What is important about this process stabilization is what it enabled. Getting everyone on the same page was only a beginning. Once we had a rhythm, the metrics in the tooling started to have meaning. We could see bottlenecks and quality issues and manpower challenges. And individual groups could see better how to address local challenges. Developers really knew how to code, it seemed… the system before had just kept them too on edge to do their best or to improve anything. QA finally started having their weekends back and could also now execute solid test plans. Operations found their groove, because things were working.

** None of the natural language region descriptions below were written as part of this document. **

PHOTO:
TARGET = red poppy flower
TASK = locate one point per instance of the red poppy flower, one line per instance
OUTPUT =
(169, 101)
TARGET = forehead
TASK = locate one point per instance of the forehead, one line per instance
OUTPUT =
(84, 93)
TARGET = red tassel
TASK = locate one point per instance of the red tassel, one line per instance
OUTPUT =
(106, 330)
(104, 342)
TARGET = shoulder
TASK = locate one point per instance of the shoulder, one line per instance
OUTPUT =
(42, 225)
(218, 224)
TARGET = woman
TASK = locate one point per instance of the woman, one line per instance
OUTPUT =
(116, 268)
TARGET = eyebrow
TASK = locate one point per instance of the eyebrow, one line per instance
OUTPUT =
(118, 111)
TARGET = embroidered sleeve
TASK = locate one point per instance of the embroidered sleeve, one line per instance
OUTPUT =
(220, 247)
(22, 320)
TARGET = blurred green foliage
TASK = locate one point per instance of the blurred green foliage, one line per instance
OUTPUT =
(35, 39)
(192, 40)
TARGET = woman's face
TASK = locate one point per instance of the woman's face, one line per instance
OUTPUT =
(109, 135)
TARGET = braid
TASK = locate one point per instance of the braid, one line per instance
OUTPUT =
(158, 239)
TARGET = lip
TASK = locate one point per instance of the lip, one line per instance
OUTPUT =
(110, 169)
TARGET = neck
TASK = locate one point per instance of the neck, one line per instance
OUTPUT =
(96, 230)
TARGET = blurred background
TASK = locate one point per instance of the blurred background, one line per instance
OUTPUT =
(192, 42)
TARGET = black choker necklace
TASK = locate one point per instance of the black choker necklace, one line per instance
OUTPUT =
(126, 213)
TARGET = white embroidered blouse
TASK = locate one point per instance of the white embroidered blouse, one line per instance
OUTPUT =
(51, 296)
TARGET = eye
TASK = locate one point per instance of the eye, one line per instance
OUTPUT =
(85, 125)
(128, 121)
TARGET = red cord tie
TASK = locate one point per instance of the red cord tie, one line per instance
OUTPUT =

The simplest change of all – getting on the same page with a contained and sane process flow – enabled continuing improvements going forward; Real improvement – reduced costs generally, respectable growth, and stable builds with increasing quality checks(e.g. unit test, static analysis). By laying a stable foundation, we were able to put more focus on the special cases that always come up – infrastructure updates and migrations, technology refreshes, architectural improvements, periods of long-running performance test and penetration tests in pre-production, and so on. Simple application deployments actually became simple. We got better at production monitoring, closed long-open defects, and more – we felt a sense of pride and accomplishment.
What’s important to note here: We did this without being led by ITIL or CMMI or any notion of agile. We did it without high-dollar ITSM tooling. You should try it!